If you find yourself wanting to change two things in one ablation, split it into two.

### Step 5 — Run and compare

Run baseline + 3 ablations. Ideally 3 runs each (LLM non-determinism), 1 run each is acceptable for a quick scan.

Output a comparison table:

```
            Format   Reasoning   Tone   Notes
Baseline      ✗        ✓          ✓      misses JSON close brace
Ablation A    ✓        ✓          ✓      fixes format, reasoning preserved
Ablation B    ✓        ✓          ✗      tone shifted formal
Ablation C    ✗        ✓          ✓      change didn't help
```

Pick the winner. If multiple ablations help different things, the next step is composing them — but do that as a NEW iteration, not in this skill.

### Step 6 — Save the result

If the user wants the winning prompt saved, write it as a new version (don't overwrite the working one). Note the change in 1 line:

```
v2: tightened format instruction in system prompt (Ablation A)
```

## Calibration for FUEL

- **Versioning matters.** Don't overwrite the working version.

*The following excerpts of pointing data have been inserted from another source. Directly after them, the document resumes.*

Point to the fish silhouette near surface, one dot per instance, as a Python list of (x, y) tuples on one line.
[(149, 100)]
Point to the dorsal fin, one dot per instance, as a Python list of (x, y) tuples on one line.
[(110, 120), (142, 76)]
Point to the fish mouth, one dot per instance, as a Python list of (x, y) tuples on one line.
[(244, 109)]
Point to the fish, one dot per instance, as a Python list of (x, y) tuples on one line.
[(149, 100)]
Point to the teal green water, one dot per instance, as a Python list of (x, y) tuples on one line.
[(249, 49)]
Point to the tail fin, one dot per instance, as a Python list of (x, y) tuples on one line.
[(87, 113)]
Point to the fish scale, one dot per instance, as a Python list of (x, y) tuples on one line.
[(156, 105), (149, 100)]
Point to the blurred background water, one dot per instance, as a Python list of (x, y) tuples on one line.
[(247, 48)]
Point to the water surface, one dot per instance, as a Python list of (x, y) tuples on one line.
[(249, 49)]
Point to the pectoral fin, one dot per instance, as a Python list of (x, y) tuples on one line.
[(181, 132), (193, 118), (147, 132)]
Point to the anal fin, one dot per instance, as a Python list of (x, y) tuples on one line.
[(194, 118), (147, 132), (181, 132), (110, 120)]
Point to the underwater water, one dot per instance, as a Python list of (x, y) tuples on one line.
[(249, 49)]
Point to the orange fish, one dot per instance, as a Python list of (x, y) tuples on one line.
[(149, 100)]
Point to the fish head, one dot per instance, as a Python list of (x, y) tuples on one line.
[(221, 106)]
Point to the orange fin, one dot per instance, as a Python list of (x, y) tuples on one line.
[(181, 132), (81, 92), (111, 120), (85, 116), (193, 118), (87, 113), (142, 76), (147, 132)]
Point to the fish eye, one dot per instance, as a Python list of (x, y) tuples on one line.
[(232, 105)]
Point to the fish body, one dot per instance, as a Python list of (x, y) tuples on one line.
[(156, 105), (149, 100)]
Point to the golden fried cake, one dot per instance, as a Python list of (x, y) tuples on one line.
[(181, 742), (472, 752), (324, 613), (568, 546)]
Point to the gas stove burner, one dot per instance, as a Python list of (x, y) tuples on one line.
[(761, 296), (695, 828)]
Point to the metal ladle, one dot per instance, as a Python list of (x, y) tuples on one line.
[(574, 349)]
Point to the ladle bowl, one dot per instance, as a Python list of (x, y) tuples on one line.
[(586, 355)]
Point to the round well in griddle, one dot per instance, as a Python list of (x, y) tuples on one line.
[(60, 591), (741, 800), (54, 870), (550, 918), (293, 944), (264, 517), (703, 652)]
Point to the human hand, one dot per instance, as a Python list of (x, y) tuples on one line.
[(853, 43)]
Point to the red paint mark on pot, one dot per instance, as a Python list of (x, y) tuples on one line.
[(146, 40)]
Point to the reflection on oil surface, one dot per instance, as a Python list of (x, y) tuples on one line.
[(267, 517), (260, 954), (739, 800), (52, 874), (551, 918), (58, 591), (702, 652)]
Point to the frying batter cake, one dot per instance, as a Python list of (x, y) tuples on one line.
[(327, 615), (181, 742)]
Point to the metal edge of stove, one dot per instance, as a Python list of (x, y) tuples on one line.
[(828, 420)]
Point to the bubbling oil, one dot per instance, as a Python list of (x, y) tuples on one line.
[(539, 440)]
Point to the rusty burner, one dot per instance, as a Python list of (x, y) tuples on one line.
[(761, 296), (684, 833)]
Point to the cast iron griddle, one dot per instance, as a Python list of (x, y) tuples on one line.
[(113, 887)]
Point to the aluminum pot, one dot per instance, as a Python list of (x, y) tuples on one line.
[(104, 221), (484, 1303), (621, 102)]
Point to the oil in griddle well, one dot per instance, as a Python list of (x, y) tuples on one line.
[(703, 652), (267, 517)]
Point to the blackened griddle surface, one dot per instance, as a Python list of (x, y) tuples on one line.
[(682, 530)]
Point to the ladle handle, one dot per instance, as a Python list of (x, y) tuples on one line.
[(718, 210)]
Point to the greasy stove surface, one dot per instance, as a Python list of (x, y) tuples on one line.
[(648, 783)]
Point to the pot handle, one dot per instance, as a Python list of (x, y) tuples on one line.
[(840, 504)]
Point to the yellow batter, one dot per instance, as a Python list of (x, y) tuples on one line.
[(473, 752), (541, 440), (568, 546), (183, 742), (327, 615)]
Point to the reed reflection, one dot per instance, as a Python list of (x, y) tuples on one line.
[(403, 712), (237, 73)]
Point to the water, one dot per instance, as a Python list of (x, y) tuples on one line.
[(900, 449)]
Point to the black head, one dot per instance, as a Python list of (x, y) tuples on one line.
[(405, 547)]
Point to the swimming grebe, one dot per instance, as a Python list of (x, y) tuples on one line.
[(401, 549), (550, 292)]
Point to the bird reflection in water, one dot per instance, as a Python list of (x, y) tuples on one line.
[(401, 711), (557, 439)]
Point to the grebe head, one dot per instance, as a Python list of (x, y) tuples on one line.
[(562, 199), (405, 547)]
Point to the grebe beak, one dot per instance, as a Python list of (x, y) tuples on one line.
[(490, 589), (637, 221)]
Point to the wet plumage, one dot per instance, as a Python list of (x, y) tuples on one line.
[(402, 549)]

Save winning ablations as new files (`prompt.v2.md`, `prompt.v3.md`).
- **LLM non-determinism is the enemy of measurement.** Run each ablation at least twice if possible. One-shot results lie.
- **Watch the model version.** A prompt that worked on Sonnet 3.7 may behave differently on Sonnet 4.5. Note the model in any saved version.
- **Cross-platform check:** if a prompt is meant to work in both Claude Code and the API, ablations should run in both — system prompt handling differs.

## What to avoid

- **No multi-variable ablations.** "Try changing the system prompt AND the examples" is the failure mode this skill exists to prevent.
- **No skipping the success definition.** "I'll know it when I see it" is how you end up in vibe-mode.
- **No running ablations before listing all 3.** Otherwise you'll cut the list short after the first one works and miss a better one.
- **No claiming success on n=1.** LLMs vary run-to-run. If you can only run once, say so honestly.

## Example output (abbreviated)

```markdown
# /prompt-fix — research-helper.md

## Failure mode
Output sometimes includes markdown code fences around the JSON, breaking the downstream parser.

## Success looks like
Pure JSON, no fences, no preamble:
{"angles": [{"title": "...", "thesis": "..."}]}

## Hypotheses
1. System prompt doesn't explicitly forbid code fences.
2. Few-shot example uses fences in its display format.

## Ablations
- Baseline: as-is
- A: add line "Output raw JSON only. Do not wrap in code fences." to system prompt
- B: rewrite few-shot to show output without fences
- C: lower temperature 0.7 → 0.3

## Results (3 runs each)
            Fences   Format   Reasoning
Baseline    2/3 yes   ✓        ✓
A           0/3 yes   ✓        ✓     ← winner
B           1/3 yes   ✓        ✓
C           0/3 yes   ✓        ✗     reasoning got rigid

## Pick
Ablation A. Save as research-helper.v2.md.
```

That's the shape. Single-variable, measured, no vibes.